The Beyond Review

By | Wednesday, August 23, 2023 Leave a Comment
Last year, Amulet Books released Jason Shiga's Leviathan as the first in a line of "adventure game comics." It's kind of a Choose-Your-Own-Adventure style book, using storytelling techniques that Shiga first highlighted in Meanwhile... but it feels a little closer to those point-and-click computer games from the '80s and '90s. I reviewed the book back here. The second book in the series, The Beyond, came out this week.

The first thing to mention is that, despite being part of the same series, The Beyond is very much NOT a sequel. It's got a very different story, different characters, and even the storytelling structure is different here. So you can read this completely irrespective of any of your familiarity with Shiga's other work. The first page has a quick set of instructions, and then the reader is off to follow/direct the story of Mario Rivera.
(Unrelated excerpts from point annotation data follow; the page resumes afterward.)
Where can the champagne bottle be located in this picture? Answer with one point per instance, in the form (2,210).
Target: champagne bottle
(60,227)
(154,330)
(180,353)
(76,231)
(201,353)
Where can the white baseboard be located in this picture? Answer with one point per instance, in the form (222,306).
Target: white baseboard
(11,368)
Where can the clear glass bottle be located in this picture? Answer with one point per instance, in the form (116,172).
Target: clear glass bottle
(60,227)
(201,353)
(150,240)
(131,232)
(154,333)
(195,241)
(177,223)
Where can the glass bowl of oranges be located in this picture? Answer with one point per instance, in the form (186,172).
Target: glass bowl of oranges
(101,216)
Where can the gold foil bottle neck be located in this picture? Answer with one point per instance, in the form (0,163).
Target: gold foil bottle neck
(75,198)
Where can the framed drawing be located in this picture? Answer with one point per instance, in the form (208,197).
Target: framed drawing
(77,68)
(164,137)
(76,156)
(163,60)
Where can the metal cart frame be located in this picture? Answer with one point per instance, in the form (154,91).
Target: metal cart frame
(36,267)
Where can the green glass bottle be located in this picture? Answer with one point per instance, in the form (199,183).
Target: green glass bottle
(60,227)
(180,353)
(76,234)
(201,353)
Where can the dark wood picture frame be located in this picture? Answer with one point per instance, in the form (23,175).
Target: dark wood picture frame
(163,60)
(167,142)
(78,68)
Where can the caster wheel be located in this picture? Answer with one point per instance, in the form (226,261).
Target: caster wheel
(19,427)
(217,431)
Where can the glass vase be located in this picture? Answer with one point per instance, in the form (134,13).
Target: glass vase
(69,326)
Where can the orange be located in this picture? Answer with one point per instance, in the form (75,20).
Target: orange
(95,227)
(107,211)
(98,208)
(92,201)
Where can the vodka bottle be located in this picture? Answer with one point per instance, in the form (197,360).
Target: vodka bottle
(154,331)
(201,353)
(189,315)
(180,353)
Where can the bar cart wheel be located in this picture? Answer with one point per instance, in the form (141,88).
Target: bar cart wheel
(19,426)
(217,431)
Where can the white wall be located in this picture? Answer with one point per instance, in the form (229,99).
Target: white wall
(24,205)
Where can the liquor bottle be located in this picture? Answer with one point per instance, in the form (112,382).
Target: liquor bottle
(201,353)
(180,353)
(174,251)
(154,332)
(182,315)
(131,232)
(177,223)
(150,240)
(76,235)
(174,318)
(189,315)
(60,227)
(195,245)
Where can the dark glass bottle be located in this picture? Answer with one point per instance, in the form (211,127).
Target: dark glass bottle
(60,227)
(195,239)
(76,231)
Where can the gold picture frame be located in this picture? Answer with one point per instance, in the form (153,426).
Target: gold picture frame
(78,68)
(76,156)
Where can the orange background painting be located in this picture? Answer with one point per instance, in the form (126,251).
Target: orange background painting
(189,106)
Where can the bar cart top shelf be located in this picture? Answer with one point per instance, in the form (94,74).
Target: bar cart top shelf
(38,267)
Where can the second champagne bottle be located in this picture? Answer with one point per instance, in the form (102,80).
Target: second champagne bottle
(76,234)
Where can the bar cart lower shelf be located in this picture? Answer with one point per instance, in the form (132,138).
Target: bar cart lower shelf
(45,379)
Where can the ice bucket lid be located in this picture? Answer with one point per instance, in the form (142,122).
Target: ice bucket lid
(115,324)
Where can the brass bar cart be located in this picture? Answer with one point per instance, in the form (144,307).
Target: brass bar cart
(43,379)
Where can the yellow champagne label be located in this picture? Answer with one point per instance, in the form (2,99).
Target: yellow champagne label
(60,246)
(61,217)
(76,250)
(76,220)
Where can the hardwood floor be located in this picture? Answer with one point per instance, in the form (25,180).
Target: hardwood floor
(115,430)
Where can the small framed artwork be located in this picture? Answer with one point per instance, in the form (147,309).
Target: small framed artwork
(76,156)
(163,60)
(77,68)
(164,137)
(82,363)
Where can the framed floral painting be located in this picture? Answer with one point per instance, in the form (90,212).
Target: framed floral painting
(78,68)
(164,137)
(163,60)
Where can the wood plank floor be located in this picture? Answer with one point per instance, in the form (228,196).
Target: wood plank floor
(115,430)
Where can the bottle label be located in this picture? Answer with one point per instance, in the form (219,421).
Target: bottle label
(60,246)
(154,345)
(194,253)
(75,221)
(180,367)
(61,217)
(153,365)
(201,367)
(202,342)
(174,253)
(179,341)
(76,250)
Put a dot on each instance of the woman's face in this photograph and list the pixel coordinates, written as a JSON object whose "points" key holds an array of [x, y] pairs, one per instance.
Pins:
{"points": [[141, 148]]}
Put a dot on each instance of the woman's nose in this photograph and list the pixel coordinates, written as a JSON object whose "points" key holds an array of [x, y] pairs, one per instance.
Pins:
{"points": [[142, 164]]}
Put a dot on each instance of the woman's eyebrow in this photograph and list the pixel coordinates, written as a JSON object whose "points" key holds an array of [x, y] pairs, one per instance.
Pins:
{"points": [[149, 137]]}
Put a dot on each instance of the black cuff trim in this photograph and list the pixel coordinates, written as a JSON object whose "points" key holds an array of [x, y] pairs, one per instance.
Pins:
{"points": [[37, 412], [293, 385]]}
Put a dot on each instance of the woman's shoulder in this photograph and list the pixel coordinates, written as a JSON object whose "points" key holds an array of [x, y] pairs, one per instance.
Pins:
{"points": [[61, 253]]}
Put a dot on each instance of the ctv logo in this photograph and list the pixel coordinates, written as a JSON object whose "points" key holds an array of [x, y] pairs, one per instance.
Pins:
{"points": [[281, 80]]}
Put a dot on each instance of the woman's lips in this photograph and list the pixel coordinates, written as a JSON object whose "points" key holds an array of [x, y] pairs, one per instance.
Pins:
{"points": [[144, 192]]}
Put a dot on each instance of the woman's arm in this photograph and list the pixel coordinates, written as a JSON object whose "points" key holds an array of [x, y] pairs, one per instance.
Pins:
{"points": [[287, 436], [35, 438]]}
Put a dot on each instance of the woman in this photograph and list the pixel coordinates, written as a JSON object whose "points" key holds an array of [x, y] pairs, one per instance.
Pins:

The basic techniques of guiding a reader from one scene to the next will be familiar to those who've read Leviathan. The technical mechanics of The Beyond are the same, but interestingly, the book has a very different feel to it in terms of its structure. Whereas Leviathan felt like a game, The Beyond was very much more a story. There were some puzzle aspects to it but, while at least one "puzzle" was integral to finishing that particular storyline, it felt less like a puzzle and more just like a clever storytelling trick. Albeit one that did feel to me like it was more challenging to sort out than any of the actual puzzles from Leviathan. I suppose you might say the newer book had fewer actual puzzles, but more complicated ones? There are more endings here, so I suspect that lends itself to being further away from the game aspect of the first book -- the reader doesn't feel as directed as to what they're trying to achieve here compared to before.

What I find interesting with Shiga's work is that it honestly doesn't strike me as especially commercially viable, but rather that he's experimenting with the form of comics and the different types of stories he can tell using this Choose-Your-Own-Adventure technique he's developed. It's not just, "here's a story with a bunch of different endings" but "hey, everybody, you can use this technique to tell a story this way, or that way, or..." As I think on it, it's almost as if the books are directed more to comic professionals to give them ideas on how they can present their own stories, and it's just wrapped up in a package that is being sold to kids. (Amulet Books is broadly directed towards "young adults and middle-grade readers" by their own admission.)

I'm sure the stated audience here would enjoy The Beyond well enough and it's certainly more re-readable than Leviathan, but I think creators will get more out of reading both of these books and thinking about what Shiga is doing. Using them as examples of what you can do with comics that 99% of the creators out there aren't doing.

Oh, also, there are pirates in this book -- you can't go wrong with pirates!